Surprising IO: How I got a benchmark wrong

Summary: IO evaluation caught me off guard when trying to write some benchmarks.

I once needed to know a quick back-of-the-envelope timing of a pure operation, so hacked something up quickly rather than going via criterion. The code I wrote was:

main = do
    (t, _) <- duration $ replicateM_ 100 $ action myInput
    print $ t / 100

{-# NOINLINE action #-}
action x = do
    evaluate $ myOperation x
    return ()

Reading from top to bottom, it takes the time of running action 100 times and prints it out. I deliberately engineered the code so that GHC couldn't optimise it so myOperation was run only once. As examples of the defensive steps I took:

  • The action function is marked NOINLINE. If action was inlined then myOperation x could be floated up and only run once.
  • The myInput is given as an argument to action, ensuring it can't be applied to myOperation at compile time.
  • The action is in IO so the it has to be rerun each time.

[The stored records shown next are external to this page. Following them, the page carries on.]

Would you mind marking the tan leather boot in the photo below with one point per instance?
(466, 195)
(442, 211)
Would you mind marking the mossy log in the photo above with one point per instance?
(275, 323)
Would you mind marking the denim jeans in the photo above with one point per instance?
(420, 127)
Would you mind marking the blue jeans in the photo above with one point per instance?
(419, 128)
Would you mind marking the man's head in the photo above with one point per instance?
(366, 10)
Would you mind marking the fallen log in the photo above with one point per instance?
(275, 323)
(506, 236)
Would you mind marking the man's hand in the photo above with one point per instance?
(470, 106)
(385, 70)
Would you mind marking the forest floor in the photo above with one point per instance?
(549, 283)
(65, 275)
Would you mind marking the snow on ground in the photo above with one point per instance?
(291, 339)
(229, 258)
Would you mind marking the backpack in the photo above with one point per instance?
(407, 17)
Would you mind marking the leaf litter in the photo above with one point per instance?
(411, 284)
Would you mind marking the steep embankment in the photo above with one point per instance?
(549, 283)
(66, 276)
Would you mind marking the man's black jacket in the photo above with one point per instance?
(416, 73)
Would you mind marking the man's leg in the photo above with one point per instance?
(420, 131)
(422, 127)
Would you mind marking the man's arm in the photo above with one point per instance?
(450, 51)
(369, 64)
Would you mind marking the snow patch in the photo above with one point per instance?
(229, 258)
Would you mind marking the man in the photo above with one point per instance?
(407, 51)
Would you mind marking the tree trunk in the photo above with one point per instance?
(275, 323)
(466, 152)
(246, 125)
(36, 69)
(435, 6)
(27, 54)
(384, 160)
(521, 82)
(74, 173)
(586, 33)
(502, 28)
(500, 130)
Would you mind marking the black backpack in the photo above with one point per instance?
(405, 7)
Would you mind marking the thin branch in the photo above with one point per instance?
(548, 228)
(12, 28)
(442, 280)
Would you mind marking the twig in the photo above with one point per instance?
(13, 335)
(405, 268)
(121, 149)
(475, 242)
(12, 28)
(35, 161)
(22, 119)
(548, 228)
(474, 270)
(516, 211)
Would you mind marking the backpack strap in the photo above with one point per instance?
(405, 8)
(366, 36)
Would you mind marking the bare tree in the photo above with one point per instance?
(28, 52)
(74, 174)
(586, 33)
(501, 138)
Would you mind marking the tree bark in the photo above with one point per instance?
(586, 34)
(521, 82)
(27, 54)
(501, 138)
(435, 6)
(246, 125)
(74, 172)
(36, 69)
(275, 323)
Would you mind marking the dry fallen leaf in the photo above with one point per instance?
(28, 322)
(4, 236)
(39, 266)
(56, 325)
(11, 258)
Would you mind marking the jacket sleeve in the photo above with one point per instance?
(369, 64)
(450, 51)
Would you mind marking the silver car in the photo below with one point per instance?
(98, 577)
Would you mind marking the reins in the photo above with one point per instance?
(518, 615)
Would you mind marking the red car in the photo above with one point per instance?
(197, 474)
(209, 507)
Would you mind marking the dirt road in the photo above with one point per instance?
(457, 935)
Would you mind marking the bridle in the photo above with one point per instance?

Alas, GHC still had one trick up its sleeve, and it wasn't even an optimisation - merely the definition of evaluation. The replicateM_ function takes action myInput, which is evaluated once to produce a value of type IO (), and then runs that IO () 100 times. Unfortunately, in my benchmark myOperation x is actually evaluated in the process of creating the IO (), not when running the IO (). The fix was simple:

action x = do
    _ <- return ()
    evaluate $ myOperation x
    return ()

Which roughly desugars to to:

return () >>= \_ -> evaluate (myOperation x)

Now the IO produced has a lambda inside it, and my benchmark runs 100 times. However, at -O2 GHC used to manage to break this code once more, by lifting myOperation x out of the lambda, producing:

let y = myOperation x in return () >>= \_ -> evaluate y

Now myOperation runs just once again. I finally managed to defeat GHC by lifting the input into IO, giving:

action x = do
    evaluate . myOperation =<< x
    return ()

Now the input x is itself in IO, so myOperation can't be hoisted.

I originally wrote this post a very long time ago, and back then GHC did lift myOperation out from below the lambda. But nowadays it doesn't seem to do so (quite possibly because doing so might cause a space leak). However, there's nothing that promises GHC won't learn this trick again in the future.